Sky-Italia, Mediaset Strike Deal to Broadcast 'Serie A' Soccer in 2015
The $1.3 billion compromise agreement means both broadcasters will show games from Italy's top eight teams — including AC Milan, owned by Mediaset founder Silvio Berlusconi.
ROME — Sky-Italia and Mediaset formally ended weeks of negotiations on Friday, agreeing to a $1.3 billion (€945 million) compromise that allows both broadcasters to air the most important games from Italy's top Serie A professional soccer division for three years, starting in 2015.
The three-season agreement means both companies will have rights to broadcast games from the eight main Serie A teams. Sky-Italia will also have exclusive rights over the bottom 12 teams in Serie A.
Sky-Italia is a satellite broadcaster that is part of Rupert Murdoch's 21st Century Fox, and Mediaset is controlled by Italy's billionaire former Prime Minister Silvio Berlusconi.

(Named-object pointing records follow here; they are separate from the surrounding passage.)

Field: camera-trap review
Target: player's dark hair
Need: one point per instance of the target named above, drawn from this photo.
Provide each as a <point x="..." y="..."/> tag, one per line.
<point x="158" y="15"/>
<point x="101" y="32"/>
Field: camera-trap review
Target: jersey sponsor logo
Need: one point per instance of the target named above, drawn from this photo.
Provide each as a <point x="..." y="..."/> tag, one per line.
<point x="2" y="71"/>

The new contract tweaks the agreement in place for this season, although it will give Mediaset fewer games while paying more than in the past, at a cost of $510 million (€373 million). Sky-Italia will again pay $785 million (€572 million) and broadcast more games than under the terms of previous contracts.
The deal means both companies will be able to broadcast AC Milan matches, the top soccer team Berlusconi owns.
Italy is one of the most soccer-mad countries in the world, with one of the highest viewership rates and highest broadcast fee levels. Italian broadcasters see coverage of live sporting events like pro soccer as a way to keep viewers tuned in against video-on-demand and download services.
The deal keeps soccer in Italy's headlines just days after its national team was bounced from the World Cup after winning just one of three group stage matches.